The audit database is inspectable directly. Its schema contains no content, message, or text columns:

$ sqlite3 "$HOME/Library/Application Support/crawdad/audit.db" ".schema"
-- Columns: entry_id, timestamp, endpoint, decision,
--          risk_score, content_hash, pii_categories, chain_hash

7. Threat Model

What we protect against

Direct prompt injection and jailbreak attacks — 99.8% detection and 0% false-positive rate on the open 497-attack / 1,172-negative benchmark (contemporary-agent-attacks, CC-BY 4.0, reproducible by any third party). Stack: pattern layers + indirect-injection + code-scanner + PII/credential detector + a fine-tuned DeBERTa-small ML classifier.
Indirect injection from retrieved documents, tool outputs, and file uploads
Role hijacking, authority impersonation, boundary dissolution
PII and credential leakage in agent responses (15 categories)
Encoding obfuscation: zero-width characters, homoglyphs, leetspeak, base64, ROT13, hex, URL-encoding
Session-level escalation attacks across multiple messages
Capability abuse at the tool-call layer (KDL policy, per agent, per workspace)
Memory tampering (Merkle-chained audit log)

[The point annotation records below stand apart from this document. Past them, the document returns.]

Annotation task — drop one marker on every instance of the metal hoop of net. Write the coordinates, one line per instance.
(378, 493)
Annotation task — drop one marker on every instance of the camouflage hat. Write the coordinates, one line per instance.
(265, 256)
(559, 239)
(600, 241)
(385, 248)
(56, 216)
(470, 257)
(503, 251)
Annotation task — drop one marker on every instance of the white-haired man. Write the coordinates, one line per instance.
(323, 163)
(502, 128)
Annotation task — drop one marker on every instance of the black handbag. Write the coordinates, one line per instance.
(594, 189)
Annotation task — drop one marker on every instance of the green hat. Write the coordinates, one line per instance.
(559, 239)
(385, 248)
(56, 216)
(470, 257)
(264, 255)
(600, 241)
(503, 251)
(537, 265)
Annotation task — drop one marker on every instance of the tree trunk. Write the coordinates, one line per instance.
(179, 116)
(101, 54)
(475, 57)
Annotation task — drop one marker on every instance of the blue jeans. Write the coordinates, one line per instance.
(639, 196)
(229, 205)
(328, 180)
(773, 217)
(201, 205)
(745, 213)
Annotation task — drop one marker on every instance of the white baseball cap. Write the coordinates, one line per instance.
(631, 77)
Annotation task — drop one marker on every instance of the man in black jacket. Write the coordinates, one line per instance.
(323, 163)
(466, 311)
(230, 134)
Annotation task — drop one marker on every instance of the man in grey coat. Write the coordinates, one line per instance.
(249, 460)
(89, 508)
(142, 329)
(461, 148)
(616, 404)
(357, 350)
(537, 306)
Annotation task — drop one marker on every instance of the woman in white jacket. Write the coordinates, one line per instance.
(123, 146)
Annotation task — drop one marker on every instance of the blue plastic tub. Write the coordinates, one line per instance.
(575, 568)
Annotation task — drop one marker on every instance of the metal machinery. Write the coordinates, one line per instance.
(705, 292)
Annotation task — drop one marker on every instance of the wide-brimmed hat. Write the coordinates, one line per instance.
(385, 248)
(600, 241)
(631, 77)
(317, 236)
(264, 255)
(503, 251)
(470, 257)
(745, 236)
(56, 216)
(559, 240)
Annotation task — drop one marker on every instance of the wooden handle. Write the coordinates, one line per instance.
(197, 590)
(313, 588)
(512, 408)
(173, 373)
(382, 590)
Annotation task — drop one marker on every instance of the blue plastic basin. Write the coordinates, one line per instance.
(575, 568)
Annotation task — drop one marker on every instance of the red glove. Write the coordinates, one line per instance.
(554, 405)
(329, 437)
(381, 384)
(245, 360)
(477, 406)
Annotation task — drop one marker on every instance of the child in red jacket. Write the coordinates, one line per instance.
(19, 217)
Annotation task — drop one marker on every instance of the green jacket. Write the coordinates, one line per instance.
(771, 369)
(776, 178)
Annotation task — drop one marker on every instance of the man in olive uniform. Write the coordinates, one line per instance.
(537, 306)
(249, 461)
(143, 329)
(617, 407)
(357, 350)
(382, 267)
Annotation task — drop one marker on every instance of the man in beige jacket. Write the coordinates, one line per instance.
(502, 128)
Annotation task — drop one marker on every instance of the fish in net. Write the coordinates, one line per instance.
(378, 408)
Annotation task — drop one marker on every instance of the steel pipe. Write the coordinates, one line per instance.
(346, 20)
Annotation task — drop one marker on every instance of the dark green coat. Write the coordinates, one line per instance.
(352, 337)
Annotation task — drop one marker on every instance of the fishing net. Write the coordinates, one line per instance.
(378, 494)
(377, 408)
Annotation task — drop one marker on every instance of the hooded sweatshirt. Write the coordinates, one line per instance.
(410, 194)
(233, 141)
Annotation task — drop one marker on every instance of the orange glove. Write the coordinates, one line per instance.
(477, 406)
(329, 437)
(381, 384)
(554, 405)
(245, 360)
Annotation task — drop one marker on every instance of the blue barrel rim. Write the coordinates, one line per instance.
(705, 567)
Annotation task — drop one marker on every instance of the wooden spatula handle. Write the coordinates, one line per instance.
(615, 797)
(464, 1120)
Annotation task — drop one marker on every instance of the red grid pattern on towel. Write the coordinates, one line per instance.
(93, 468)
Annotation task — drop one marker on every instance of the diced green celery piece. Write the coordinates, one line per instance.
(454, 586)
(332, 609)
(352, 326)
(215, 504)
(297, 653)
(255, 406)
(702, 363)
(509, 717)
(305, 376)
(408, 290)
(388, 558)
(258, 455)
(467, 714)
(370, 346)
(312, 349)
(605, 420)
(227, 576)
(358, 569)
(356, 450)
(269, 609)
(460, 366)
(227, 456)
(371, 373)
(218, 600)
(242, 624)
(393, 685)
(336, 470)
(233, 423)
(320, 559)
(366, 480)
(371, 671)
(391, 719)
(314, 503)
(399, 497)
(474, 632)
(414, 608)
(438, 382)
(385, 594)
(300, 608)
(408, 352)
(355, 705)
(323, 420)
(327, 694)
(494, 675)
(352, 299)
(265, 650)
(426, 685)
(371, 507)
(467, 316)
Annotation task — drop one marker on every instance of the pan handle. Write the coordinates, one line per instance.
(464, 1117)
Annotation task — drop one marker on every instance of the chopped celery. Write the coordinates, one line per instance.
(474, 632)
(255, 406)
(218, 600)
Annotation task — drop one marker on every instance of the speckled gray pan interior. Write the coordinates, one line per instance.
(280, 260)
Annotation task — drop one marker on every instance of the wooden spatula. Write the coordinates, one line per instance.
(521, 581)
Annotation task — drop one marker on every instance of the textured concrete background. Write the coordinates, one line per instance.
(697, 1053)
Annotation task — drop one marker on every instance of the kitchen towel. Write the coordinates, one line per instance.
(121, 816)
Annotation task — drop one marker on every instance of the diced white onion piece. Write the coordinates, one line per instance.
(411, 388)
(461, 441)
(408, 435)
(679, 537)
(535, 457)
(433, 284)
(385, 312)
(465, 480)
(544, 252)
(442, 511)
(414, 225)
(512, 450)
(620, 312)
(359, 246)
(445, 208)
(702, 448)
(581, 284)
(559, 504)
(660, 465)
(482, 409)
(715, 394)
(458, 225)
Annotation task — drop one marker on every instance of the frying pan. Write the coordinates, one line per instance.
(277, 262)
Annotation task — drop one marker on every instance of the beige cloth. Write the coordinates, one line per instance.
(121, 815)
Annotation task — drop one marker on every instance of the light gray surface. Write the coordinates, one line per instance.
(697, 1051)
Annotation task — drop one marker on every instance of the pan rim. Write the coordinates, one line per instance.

What we do not protect against

Novel attack shapes not yet in corpus or patterns (signature updates every 4 hours)
Attacks that bypass the proxy entirely (the agent must be pointed at the proxy via its base URL env var)
Zero-day vulnerabilities in the LLM models themselves
Infrastructure compromises below where Crawdad runs (OS, hardware, container host)
Social engineering of human operators
Attacks longer than 192 tokens in the ML layer (pattern-only layers still hit; chunked-scan fallback is post-v0.10.0 work)

8. Deployment Modes

Sidecar (default) — all scanning local on the host, signed counts to the cloud for billing. Every tier from Free to Enterprise runs this way.
Air-gap — fully disconnected. Sidecar runs without any network access; signature updates and metering reconciled offline. Available on Business and Enterprise tiers.

Cloud-hosted inspection (server-side content processing) is not offered. It would violate the zero-knowledge claim — the entire product architecture depends on the trust boundary being on the customer's machine, not on a Crawdad server.